Why has Dartmouth missed this opportunity? Sophomore summer is just about the time when Dartmouth's undergraduates have gained enough sense of what they're good at, put enough thought into what they want to do with the rest of their lives and gleaned enough know-how in the classroom to produce projects of significant substance on their own. In addition, it is one of the few times that one's peers are all in Hanover with limited time commitments due to the lack of full-functioning clubs and athletic teams in the summer. The relaxed atmosphere of June, July and August in Hanover is conducive to producing the change that Dickey encouraged of Dartmouth students and Kim reiterated, yet Dartmouth has failed to provide outlets for this sort of group work and innovation to flower.
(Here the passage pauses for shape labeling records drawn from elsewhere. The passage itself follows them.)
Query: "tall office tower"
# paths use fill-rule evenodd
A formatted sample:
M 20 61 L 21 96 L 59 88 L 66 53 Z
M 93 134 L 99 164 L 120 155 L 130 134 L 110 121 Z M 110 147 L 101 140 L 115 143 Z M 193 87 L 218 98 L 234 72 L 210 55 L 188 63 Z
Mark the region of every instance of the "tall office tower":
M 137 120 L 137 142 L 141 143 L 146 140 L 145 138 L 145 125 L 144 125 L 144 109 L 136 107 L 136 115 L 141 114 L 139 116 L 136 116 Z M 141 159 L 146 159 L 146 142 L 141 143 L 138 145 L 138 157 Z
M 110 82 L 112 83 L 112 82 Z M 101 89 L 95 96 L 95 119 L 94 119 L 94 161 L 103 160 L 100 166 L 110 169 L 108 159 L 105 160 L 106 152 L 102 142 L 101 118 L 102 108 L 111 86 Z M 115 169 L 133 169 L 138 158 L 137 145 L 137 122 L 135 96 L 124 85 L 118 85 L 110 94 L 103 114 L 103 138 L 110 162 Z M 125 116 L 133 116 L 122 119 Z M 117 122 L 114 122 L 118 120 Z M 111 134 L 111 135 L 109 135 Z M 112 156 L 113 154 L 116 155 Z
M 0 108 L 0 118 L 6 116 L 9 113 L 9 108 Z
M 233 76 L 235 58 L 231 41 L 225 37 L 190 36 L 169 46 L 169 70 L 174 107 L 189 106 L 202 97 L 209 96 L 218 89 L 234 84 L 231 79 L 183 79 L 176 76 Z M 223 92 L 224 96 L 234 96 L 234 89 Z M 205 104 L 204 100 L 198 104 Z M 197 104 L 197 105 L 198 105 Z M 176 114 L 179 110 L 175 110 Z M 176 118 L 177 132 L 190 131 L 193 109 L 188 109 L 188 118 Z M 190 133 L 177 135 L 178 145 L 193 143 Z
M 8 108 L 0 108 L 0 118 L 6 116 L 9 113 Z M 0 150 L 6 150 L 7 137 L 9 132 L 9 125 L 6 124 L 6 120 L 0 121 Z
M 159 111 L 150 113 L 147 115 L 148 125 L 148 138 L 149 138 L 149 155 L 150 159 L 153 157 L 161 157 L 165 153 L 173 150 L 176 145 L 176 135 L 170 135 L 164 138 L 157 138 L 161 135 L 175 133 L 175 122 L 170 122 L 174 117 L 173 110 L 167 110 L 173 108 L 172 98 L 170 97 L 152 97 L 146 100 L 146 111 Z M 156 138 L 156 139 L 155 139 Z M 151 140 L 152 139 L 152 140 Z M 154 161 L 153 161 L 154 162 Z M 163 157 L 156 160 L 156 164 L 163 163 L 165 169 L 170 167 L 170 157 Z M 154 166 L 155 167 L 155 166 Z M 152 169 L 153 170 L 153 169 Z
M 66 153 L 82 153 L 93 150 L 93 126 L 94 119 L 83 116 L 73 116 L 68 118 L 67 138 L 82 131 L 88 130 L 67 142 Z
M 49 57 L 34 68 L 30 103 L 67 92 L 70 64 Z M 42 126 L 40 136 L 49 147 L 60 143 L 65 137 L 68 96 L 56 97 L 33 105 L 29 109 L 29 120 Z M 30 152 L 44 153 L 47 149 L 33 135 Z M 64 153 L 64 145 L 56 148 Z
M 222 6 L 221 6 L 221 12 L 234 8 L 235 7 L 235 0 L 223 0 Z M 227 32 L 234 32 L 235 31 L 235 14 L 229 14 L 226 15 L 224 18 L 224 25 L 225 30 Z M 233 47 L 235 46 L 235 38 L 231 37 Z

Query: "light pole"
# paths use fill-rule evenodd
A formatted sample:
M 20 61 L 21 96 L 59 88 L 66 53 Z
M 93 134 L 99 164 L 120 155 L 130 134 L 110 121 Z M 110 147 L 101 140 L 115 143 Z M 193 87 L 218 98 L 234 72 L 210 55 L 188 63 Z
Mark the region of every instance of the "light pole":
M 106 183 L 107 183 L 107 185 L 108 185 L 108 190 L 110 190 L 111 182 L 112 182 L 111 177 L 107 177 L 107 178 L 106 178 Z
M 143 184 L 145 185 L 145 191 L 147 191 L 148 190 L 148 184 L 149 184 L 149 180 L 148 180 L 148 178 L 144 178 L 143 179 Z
Fostering an experience like the one I propose does not have to take place completely outside of the classroom. Perhaps academic departments can also take advantage of smaller classes and the ability for Dartmouth students to handle just a little bit more work, and offer classes on bigger critical issues of practical importance rather than bland introductions. As a start to improving what seems to be a rather lackluster term called "sophomore summer," Dartmouth should offer seminars within major academic disciplines and require every sophomore to take one as a pass/fail distributive bringing like-minded individuals together (in groups of any size) and allowing them to together take the reigns of their Dartmouth education and apply it to the greater world community. This will make Dartmouth different.